= Substrate (biology) =

Surface on which a plant or animal lives

In biology, a substrate is the surface on which an organism (such as a plant, fungus, or animal) lives. A substrate can include biotic or abiotic materials and animals. For example, encrusting algae that lives on a rock (its substrate) can be itself a substrate for an animal that lives on top of the algae. Inert substrates are used as growing support materials in the hydroponic cultivation of plants. In biology substrates are often activated by the nanoscopic process of substrate presentation.

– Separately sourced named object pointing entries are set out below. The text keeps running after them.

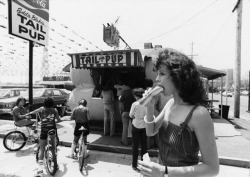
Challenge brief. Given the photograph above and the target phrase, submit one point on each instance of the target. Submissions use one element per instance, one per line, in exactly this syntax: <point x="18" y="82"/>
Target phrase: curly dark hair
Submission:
<point x="138" y="92"/>
<point x="19" y="99"/>
<point x="83" y="102"/>
<point x="184" y="73"/>
<point x="48" y="102"/>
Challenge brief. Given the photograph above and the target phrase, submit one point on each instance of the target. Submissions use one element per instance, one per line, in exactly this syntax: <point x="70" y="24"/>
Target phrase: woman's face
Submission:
<point x="164" y="79"/>
<point x="22" y="102"/>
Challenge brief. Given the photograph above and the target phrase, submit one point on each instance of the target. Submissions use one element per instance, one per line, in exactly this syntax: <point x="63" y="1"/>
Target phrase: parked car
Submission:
<point x="60" y="97"/>
<point x="227" y="94"/>
<point x="11" y="92"/>
<point x="244" y="92"/>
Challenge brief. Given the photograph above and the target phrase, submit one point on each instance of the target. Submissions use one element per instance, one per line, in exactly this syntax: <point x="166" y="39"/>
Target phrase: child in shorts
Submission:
<point x="81" y="116"/>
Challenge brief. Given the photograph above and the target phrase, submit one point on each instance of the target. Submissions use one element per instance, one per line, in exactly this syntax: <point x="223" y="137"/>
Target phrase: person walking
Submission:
<point x="109" y="109"/>
<point x="137" y="113"/>
<point x="185" y="127"/>
<point x="127" y="98"/>
<point x="81" y="116"/>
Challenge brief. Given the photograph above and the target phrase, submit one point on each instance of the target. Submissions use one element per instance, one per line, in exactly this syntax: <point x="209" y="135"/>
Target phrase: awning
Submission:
<point x="210" y="73"/>
<point x="107" y="59"/>
<point x="126" y="58"/>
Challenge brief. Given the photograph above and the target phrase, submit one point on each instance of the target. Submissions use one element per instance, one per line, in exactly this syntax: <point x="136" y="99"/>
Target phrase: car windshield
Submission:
<point x="3" y="93"/>
<point x="36" y="93"/>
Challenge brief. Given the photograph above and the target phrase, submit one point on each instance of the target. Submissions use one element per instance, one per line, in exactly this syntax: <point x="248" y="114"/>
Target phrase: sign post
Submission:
<point x="29" y="19"/>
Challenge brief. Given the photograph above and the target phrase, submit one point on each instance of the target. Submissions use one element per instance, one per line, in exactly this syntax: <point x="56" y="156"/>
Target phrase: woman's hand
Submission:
<point x="152" y="102"/>
<point x="151" y="169"/>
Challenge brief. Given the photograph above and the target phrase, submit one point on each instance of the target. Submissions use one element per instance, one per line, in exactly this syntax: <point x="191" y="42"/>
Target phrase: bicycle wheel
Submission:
<point x="51" y="161"/>
<point x="81" y="157"/>
<point x="57" y="140"/>
<point x="14" y="140"/>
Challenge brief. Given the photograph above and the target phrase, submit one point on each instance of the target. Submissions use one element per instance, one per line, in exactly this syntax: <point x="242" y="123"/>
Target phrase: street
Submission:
<point x="22" y="164"/>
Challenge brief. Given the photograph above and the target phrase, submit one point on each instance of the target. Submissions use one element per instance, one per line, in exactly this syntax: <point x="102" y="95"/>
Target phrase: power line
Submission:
<point x="203" y="10"/>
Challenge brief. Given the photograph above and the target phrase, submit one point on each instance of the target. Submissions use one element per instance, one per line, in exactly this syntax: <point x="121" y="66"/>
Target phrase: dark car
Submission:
<point x="60" y="97"/>
<point x="11" y="92"/>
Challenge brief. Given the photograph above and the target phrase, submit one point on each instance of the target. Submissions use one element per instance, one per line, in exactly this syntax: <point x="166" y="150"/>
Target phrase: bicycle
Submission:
<point x="16" y="139"/>
<point x="81" y="149"/>
<point x="50" y="153"/>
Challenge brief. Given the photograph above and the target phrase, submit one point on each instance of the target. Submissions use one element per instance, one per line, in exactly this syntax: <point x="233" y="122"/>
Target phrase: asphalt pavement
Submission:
<point x="106" y="151"/>
<point x="22" y="164"/>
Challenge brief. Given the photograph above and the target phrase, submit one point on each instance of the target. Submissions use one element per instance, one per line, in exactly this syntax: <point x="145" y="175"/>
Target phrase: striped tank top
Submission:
<point x="178" y="145"/>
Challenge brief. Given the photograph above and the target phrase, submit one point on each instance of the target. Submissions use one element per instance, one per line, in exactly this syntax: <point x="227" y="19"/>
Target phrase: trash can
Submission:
<point x="225" y="110"/>
<point x="61" y="110"/>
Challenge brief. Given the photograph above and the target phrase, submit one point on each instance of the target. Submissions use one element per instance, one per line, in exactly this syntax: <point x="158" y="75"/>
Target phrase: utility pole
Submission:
<point x="237" y="74"/>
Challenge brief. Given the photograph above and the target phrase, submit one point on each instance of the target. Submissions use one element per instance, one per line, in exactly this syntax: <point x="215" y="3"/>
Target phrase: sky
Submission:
<point x="205" y="29"/>
<point x="207" y="26"/>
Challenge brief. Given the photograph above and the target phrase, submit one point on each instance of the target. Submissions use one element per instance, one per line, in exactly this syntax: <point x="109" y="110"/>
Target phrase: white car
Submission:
<point x="227" y="94"/>
<point x="245" y="92"/>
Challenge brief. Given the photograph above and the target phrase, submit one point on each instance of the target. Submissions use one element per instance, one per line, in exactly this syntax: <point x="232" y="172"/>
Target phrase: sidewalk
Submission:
<point x="233" y="148"/>
<point x="97" y="164"/>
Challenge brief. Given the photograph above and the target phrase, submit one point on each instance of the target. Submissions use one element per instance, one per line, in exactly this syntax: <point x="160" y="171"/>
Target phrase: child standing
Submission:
<point x="81" y="116"/>
<point x="137" y="113"/>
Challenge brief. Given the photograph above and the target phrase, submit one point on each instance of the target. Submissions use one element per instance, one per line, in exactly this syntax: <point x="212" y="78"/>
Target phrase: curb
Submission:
<point x="244" y="163"/>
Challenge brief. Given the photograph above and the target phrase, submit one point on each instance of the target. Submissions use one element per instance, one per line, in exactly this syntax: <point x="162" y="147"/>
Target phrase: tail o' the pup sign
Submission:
<point x="29" y="19"/>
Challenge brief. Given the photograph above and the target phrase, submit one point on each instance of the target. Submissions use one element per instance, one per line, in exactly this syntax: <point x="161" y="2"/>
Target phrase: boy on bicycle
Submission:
<point x="81" y="116"/>
<point x="48" y="116"/>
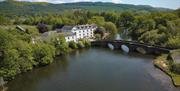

== In agriculture and horticulture ==
- Cellulose substrate
- Expanded clay aggregate (LECA)
- Rock wool
- Potting soil
- Soil

==In animal biotechnology==
=== Requirements for animal cell and tissue culture ===
Requirements for animal cell and tissue culture are the same as described for plant cell, tissue and organ culture (In Vitro Culture Techniques: The Biotechnological Principles). Desirable requirements are (i) air conditioning of a room, (ii) hot room with temperature recorder, (iii) microscope room for carrying out microscopic work where different types of microscopes should be installed, (iv) dark room, (v) service room, (vi) sterilization room for sterilization of glassware and culture media, and (vii) preparation room for media preparation, etc. In addition the storage areas should be such where following should be kept properly : (i) liquids-ambient (4–20 °C), (ii) glassware-shelving, (iii) plastics-shelving, (iv) small items-drawers, (v) specialized equipments-cupboard, slow turnover, (vi) chemicals-sidled containers.

=== For cell growth ===
There are many types of vertebrate cells that require support for their growth in vitro otherwise they will not grow properly. Such cells are called anchorage-dependent cells. Therefore, many substrates which may be adhesive (e.g. plastic, glass, palladium, metallic surfaces, etc.) or non-adhesive (e.g. agar, agarose, etc.) types may be used as discussed below:
- Plastic as a substrate. Disposable plastics are cheaper substrate as they are commonly made up of polystyrene. After use they should be disposed of properly. Before use they are treated with gamma radiation or electric arc simply to develop charges on the surface of substrate. After cell growth its rate of proliferation should be measured. In addition, the other plastic materials used as substrate are teflon or polytetrafluoroethylene (PTFE), thermamox (TPX), polyvinylchloride (PVC), polycarbonate, etc. Monolayer of cell must be grown. Moreover, plastic beads of polystyrene, sephadex and polyacrylamide are also available for cell growth in suspension culture.
- Glass as a substrate. Glass is an important substrate used in laboratory in several forms such as test tubes, slides, coverslips, pipettes, flasks, rods, bottles, Petri dishes, several apparatus, etc. These are sterilized by using chemicals, radiations, dry heat (in oven) and moist heat (in autoclave).
- Palladium as a substrate. For the first time palladium deposited on agarose was used as a substrate for growth of fibroblast and glia.